I’ve been at a bit of a loss with what to do with myself for the past two Mondays in a row. Since the first week of January, 8 weeks ago, I’ve been travelling up to Aberystwyth (from Cardiff) every week, to work with Hijinx Academy Aberystwyth. Having grown up in the wilds of Aberystwyth myself, I know all too well the disruption that weather can cause for public transport, but I was still disappointed that I couldn’t make the last two sessions due to trains not running from Shrewsbury to Aber.
The last few months of 2019 were filled with a huge amount of composing work for various projects, and early January 2020 saw me exhausted and not quite ready to write more music (if I’m being honest with myself). However, despite the 8-hour round journey to Aberystwyth and back each week, Mondays have become my favourite time of the week. It’s a privilege to be in a rehearsal room where there is such joy and expectation of what we will create together, and it has been a time to get to know all the Hijinx actors in the Aberystwyth Academy.
The first session saw us getting stuck in right away and exploring the theme of cynefin, loosely translated in English as a sense of belonging, of habitat, of a place one knows well. Literally, it translates to mean the sheep trails carved into the hillsides. The steps and shapes we make following journeys well-trodden.
Anna, our choreographer, brought a CD of Owen Shier’s music (titled ‘cynefin’), which was the starting point for the exploration.
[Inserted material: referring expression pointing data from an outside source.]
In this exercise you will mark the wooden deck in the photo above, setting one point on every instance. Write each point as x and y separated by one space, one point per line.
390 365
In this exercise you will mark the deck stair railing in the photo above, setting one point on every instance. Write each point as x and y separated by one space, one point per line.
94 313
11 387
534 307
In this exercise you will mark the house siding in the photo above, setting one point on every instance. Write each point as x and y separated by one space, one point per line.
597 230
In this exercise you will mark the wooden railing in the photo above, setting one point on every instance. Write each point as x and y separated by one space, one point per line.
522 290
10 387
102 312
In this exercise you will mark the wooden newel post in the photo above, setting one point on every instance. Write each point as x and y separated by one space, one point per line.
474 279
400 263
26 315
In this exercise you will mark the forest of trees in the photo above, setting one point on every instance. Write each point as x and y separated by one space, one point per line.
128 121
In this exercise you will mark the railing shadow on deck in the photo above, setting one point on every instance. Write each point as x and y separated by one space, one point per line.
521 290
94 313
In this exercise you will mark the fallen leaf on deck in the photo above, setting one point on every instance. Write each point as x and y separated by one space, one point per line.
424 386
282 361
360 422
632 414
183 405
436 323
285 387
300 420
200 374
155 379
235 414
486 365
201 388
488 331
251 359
As an aside, I thoroughly recommend his album - it’s filled with gorgeous interpretations of folk songs local to the Ceredigion area.
We spent time as a group discussing where we felt we belonged; what made us part of the community, what haunts we frequent, the sounds and spaces we inhabit and feel comfortable in, and the spaces where we feel like we’re an outsider.
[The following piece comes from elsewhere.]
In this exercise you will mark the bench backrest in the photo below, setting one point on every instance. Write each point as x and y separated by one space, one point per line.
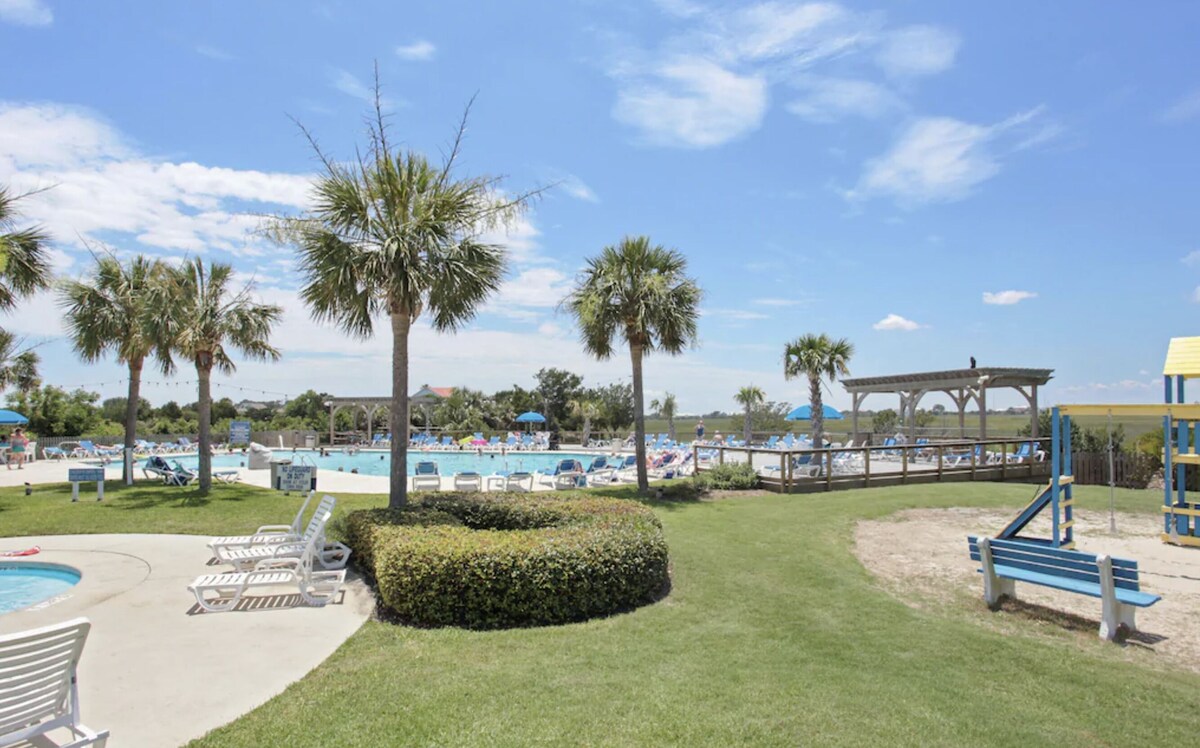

From this came the first piece, The middle of nowhere, the first movement inspired - and then exaggerated - of the action of pointing to a map. Despite my previous worries about creating music, I surprised myself by creating the music for the piece within a week (you can see part of the piece in the video below), linking in the folk elements of cynefin.
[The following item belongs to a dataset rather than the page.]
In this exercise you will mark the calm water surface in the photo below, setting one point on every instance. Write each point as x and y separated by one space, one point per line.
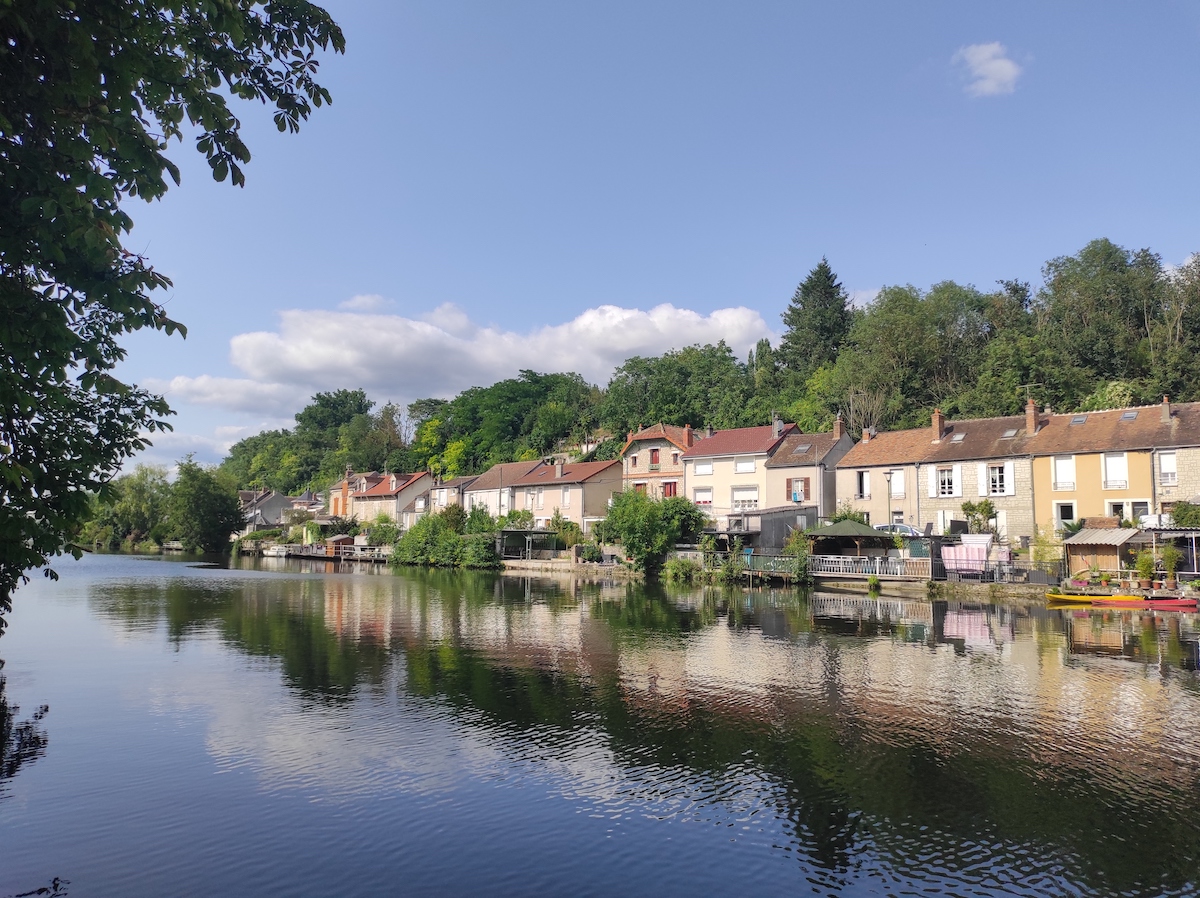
288 731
Each week, we’ve been exploring different senses of identity and belonging, according to each actor in the Academy. I’ve loved that it is very much driven by them (they’ve had ideas for music, theme and movement), and Anna and I act as facilitators, aiding the exploration.
So far, the residency has challenged me to write music far quicker than I normally do, as well as encouraging me to write in different mediums than I’ve done previously (first ever electronic dance track written in January 2020, which I’ve included a snippet of below!)
I’d previously worried that perhaps our group was moving too quickly in creating, or realising concepts, but - in light of the storms the last fortnight - it’s actually worked to our advantage, that we’d had time previously to work together on music and movement.
In the next few weeks, we’ll be finessing ideas, piecing the separate works together to form a journey, ready for the Academy’s public showcase at Aberystwyth Arts Centre on Thursday 2nd April.